En 1976, Les Dents de la Mer a ouvert un pont d’or aux Spielberg, Coppola, Scorsese et autres réalisateurs issus du nouvel Hollywood, au point de changer durablement la donne sur les priorités du box office. C’est le dernier clou sur le cercueil d’une idée du cinéma plus suggestive et élégante, qui meurt déjà à petit feu depuis les années 60. Pour Fedora, Wilder s’est vu refuser le financement de ces mêmes studios et il fut contraint de demander la participation à des hommes d’affaires allemand. Double claque pour le réalisateur, qui lui fait non seulement prendre conscience qu’il n’a plus rien à offrir à son public, mais qui l’oblige à tourner en Europe avec l’argent des allemands. Billy Wilder fait partie des nombreux scénaristes et réalisateurs qui fuirent leur pays à l’arrivée au pouvoir d’Hitler pour progressivement embarquer vers Hollywood, mais il laissa derrière lui sa mère, qui disparut dans les camps de concentration. A l’occasion d’un dîner de tournage, Jonathan Coe s’autorise un petit plaisir en laissant Billy Wilder prendre le contrôle de la narration de Calista. Sous la forme d’un scénario, il raconte son départ d’Allemagne pour la France, puis l’Angleterre et les Etats-Unis, et le même parcours à l’envers qu’il fit plus de dix ans plus tard, missionné par le gouvernement des Etats-Unis pour guider l’activité cinématographique de l’Allemagne de l’ouest. Cet insert d’une grande puissance écrit « à la manière de » permet d’éclairer la conception légère du cinéma qu’a emprunté le réalisateur à la deuxième moitié des 50’s, mais aussi de pleinement saisir l’importance du tournage en cours pour ce roi de la formule, qui lâcha lors d’une conférence de presse une phrase aussi bien sentie que significatrice des tourments de son âme. cette incursion historique dans l’incursion historique est aussi l’occasion de replonger parmi ces exilés, avec des apparitions de luxe, au premier rang celle d’Emeric Pressburger, qui contribuerait avec Michael Powell à pousser le cinéma britannique à son sommet.

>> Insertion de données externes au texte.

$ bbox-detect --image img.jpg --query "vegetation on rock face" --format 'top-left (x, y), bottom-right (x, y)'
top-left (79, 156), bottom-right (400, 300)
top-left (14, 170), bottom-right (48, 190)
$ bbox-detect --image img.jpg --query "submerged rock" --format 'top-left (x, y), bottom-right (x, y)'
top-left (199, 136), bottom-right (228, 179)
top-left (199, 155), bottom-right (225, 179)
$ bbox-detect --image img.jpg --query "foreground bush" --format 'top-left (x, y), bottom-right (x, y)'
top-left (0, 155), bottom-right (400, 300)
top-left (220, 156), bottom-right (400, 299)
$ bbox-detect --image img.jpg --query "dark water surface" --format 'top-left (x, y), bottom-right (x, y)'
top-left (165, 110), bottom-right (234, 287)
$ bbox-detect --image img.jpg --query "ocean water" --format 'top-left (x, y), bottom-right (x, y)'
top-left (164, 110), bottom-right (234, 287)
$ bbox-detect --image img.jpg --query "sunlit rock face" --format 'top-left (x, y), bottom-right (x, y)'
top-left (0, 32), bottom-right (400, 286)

Mais l’hommage à Billy Wilder ne serait pas réel si Jonathan Coe n’avait pas insufflé à son roman un comique de situation, un sens de l’instant, du dialogue ciselé et une empathie profonde envers ses personnages. Au milieu des grands de ce monde, la jeune Calista est une Sabrina naïve et maladroite qu porte un regard encore plus naïf que cette dernière sur le monde du cinéma (elle n’a pas grandi en son sein). Sa rencontre avec Wilder et Diamond pourrait figurer sans problème dans une comédie de Wilder ou de Lubitsch. L’Histoire du tournage de Fedora se confond avec un tournant dans la vie de Calista, qui la fera emprunter une autre voie. A travers ses yeux, Le romancier longtemps obsédé par La vie privée de Sherlock Holmes et ses scènes coupées (Il en parlait dans un article des cahiers du cinéma Journal d’une Obsession, repris dans son recueil Désaccords Imparfaits), dit beaucoup de son attachement à Billy Wilder, et également du mien. Comme s’il accomplissait un fantasme de circuler au milieu de ces jeunes gens qui vivaient les miettes de quelque chose en passe de disparaître, qui goûtaient une part de la complicité unique entre le réalisateur et son scénariste, le discret Iz Diamond et profitaient en première main de la verve d’un des personnages les plus passionnants du XXème siècle. Il dit aussi beaucoup de l’importance que le cinéma peut avoir sur la vie de chacun.